This is the first of hopefully at least a couple ‘behind the scenes’ blog posts about its creation. This one’s about its trailer video, and how we made it on a budget of $01.

You can see the trailer on the Coolson’s web page.

Background

We submitted Coolson’s to the App Store in mid July, hoping it would be reviewed in a week or so, and knowing we’d need to have some publicity and marketing materials ready. The most pressing thing to do was create a web page. All the best game web pages have a great trailer in them, so that people can get an idea of how the game feels to play - and hopefully be enticed to buy it. A good trailer can also be great for word-of-mouth publicity - people can send it to friends or post it on Facebook or Twitter.
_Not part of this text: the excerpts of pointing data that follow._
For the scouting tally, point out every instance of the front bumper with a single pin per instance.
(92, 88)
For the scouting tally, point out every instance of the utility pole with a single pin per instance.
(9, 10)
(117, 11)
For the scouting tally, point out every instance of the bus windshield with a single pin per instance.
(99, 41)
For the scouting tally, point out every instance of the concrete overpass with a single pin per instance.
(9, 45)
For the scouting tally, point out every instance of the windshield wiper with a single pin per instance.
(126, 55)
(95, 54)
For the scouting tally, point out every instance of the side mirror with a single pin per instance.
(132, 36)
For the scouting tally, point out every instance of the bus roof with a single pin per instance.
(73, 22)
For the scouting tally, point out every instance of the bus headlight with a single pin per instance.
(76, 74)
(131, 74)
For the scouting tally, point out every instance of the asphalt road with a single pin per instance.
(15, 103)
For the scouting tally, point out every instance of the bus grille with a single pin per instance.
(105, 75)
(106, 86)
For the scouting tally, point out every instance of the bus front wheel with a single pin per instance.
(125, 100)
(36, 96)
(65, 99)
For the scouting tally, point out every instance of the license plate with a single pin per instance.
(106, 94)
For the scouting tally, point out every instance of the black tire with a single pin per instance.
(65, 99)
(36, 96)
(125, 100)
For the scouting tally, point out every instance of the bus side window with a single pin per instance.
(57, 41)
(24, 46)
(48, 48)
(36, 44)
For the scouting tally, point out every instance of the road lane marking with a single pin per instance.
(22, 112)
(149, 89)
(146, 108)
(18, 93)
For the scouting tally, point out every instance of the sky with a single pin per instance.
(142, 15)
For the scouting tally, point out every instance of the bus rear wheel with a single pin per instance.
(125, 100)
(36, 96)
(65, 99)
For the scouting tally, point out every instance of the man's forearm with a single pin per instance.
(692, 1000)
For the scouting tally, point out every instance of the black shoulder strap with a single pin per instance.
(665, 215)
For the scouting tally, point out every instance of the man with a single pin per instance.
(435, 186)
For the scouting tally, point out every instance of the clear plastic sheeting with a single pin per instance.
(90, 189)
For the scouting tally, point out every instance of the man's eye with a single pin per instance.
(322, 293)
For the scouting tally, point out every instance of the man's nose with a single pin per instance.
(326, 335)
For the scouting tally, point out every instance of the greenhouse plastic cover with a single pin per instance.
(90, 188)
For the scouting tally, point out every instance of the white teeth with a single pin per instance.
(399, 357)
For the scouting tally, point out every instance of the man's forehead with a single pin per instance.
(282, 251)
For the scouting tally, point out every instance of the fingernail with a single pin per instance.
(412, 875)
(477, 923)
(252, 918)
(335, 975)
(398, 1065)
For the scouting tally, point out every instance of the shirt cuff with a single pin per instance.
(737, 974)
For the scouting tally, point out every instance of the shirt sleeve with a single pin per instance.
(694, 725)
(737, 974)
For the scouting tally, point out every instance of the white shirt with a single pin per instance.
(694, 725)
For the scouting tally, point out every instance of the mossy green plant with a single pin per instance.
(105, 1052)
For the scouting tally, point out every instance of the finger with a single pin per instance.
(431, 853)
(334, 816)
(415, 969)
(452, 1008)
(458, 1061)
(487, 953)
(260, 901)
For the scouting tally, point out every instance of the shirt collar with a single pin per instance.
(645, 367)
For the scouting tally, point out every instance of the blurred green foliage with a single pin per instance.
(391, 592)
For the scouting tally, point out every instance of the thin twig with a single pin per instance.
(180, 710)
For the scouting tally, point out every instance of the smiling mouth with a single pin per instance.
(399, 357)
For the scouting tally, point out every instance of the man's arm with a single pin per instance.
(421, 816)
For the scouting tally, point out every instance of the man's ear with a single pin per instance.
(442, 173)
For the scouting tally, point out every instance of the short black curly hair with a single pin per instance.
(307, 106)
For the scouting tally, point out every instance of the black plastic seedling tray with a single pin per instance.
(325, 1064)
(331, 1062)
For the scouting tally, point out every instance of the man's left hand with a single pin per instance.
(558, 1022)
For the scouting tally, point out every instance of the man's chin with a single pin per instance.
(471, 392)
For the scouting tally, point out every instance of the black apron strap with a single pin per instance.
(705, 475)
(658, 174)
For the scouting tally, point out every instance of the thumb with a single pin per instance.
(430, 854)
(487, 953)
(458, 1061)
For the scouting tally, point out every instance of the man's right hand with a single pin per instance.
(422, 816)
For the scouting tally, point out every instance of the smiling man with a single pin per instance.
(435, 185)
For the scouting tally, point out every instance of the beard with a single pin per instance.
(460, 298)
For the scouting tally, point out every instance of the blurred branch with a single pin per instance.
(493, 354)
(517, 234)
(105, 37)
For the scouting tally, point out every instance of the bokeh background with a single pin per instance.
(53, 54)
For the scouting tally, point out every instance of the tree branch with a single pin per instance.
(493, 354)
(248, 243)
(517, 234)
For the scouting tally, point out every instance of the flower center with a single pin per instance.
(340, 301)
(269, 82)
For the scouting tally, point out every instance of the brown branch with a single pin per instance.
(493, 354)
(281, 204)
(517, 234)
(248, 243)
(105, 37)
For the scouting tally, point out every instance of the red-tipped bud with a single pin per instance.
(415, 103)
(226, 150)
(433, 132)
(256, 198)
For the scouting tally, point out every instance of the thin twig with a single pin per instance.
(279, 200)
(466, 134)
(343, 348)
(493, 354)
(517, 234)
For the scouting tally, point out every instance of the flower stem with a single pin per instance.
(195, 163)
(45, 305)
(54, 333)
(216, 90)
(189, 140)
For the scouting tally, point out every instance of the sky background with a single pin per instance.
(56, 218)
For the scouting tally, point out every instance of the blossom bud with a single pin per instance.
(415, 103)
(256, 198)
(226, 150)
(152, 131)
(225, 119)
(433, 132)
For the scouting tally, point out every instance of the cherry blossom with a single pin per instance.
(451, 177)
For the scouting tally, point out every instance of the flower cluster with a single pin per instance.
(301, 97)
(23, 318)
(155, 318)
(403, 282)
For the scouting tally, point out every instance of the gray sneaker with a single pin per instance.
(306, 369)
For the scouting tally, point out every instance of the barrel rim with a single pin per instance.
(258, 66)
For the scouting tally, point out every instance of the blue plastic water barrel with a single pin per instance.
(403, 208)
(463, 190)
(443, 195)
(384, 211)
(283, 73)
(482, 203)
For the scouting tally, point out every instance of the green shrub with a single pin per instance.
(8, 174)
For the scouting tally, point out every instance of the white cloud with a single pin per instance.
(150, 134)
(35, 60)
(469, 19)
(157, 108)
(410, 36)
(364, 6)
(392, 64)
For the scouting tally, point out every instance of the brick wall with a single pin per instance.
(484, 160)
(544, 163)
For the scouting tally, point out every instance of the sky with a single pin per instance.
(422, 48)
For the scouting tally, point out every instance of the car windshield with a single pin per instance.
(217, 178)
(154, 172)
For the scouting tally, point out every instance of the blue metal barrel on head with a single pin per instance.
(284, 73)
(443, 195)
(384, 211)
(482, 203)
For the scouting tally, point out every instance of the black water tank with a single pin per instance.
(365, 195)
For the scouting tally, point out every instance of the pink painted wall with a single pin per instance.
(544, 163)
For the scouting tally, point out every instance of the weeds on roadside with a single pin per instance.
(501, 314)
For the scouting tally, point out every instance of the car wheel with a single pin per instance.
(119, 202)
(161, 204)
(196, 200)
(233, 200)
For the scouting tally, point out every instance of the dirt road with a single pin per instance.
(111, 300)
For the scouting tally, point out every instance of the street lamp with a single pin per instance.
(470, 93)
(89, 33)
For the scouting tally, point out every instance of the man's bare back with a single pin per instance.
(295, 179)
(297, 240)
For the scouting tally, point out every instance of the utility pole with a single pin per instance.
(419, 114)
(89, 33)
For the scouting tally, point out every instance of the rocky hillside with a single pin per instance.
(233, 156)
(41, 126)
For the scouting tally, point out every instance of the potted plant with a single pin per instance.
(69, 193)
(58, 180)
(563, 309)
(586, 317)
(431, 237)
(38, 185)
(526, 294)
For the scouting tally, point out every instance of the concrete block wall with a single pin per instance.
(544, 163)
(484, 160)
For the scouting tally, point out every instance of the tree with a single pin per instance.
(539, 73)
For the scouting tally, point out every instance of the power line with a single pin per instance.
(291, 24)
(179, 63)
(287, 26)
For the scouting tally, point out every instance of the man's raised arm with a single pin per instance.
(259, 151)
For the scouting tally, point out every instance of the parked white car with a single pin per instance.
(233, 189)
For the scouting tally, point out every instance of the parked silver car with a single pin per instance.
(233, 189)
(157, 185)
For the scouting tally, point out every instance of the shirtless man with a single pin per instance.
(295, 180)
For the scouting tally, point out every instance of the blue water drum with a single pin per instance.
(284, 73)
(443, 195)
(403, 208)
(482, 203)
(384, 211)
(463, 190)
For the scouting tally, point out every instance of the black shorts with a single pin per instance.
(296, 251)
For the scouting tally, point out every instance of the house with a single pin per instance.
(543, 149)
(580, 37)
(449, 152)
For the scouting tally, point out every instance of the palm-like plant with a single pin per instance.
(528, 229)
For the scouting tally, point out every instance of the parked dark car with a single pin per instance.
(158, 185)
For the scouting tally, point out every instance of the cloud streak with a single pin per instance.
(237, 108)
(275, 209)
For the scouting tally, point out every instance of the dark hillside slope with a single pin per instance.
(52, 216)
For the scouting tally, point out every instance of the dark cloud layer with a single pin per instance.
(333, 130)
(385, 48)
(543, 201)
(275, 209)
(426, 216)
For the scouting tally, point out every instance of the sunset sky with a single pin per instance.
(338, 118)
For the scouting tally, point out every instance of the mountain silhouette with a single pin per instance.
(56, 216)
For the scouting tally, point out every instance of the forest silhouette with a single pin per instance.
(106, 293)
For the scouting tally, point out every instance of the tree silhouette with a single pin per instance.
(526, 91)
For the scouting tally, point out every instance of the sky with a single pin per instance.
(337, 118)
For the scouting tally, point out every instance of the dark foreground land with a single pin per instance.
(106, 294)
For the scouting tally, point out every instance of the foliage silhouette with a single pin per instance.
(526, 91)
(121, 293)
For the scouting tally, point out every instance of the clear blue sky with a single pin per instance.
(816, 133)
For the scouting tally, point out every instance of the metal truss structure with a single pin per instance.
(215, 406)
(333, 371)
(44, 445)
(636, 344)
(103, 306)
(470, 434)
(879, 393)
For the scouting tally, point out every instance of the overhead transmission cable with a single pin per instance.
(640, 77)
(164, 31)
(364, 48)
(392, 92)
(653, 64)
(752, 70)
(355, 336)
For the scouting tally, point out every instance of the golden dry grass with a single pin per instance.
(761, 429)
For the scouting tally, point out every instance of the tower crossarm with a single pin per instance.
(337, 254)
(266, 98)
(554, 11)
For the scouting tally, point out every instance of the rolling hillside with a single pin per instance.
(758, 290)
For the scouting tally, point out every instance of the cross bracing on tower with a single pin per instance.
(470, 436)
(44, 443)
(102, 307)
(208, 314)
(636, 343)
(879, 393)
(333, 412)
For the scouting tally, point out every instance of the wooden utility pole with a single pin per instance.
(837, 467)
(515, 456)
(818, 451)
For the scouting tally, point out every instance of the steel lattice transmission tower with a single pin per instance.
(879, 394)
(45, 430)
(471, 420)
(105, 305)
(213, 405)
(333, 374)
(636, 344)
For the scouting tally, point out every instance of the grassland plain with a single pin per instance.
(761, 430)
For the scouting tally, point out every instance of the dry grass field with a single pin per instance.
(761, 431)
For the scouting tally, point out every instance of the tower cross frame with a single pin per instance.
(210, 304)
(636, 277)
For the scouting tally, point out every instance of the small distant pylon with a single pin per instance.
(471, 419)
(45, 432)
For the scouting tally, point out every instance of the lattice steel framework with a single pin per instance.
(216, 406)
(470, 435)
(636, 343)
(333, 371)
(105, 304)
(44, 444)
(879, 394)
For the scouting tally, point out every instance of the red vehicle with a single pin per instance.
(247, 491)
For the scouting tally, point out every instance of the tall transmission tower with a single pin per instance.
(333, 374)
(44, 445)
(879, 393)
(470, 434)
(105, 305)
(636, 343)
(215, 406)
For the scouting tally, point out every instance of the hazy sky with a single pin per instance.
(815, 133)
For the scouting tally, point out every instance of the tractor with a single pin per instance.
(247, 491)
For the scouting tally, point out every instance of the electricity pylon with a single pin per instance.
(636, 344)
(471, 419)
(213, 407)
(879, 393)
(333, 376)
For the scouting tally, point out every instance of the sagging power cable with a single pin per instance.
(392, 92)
We could just have recorded screen video from the simulator - and for some apps this works great (for my iPhone app Eucalyptus2 it gives a great ‘walk-through’ feel to the video). For Coolson’s, though, we wanted to show the game on a real iPad - especially in its two-players-across-a-table mode. We also thought it was important that people see not only the gameplay3, but also see some of the artwork and cut scenes, and be left with at least an impression of the hand-drawn, made-on-iPad style. The video needed a memorable hook too - something that hadn’t been done before.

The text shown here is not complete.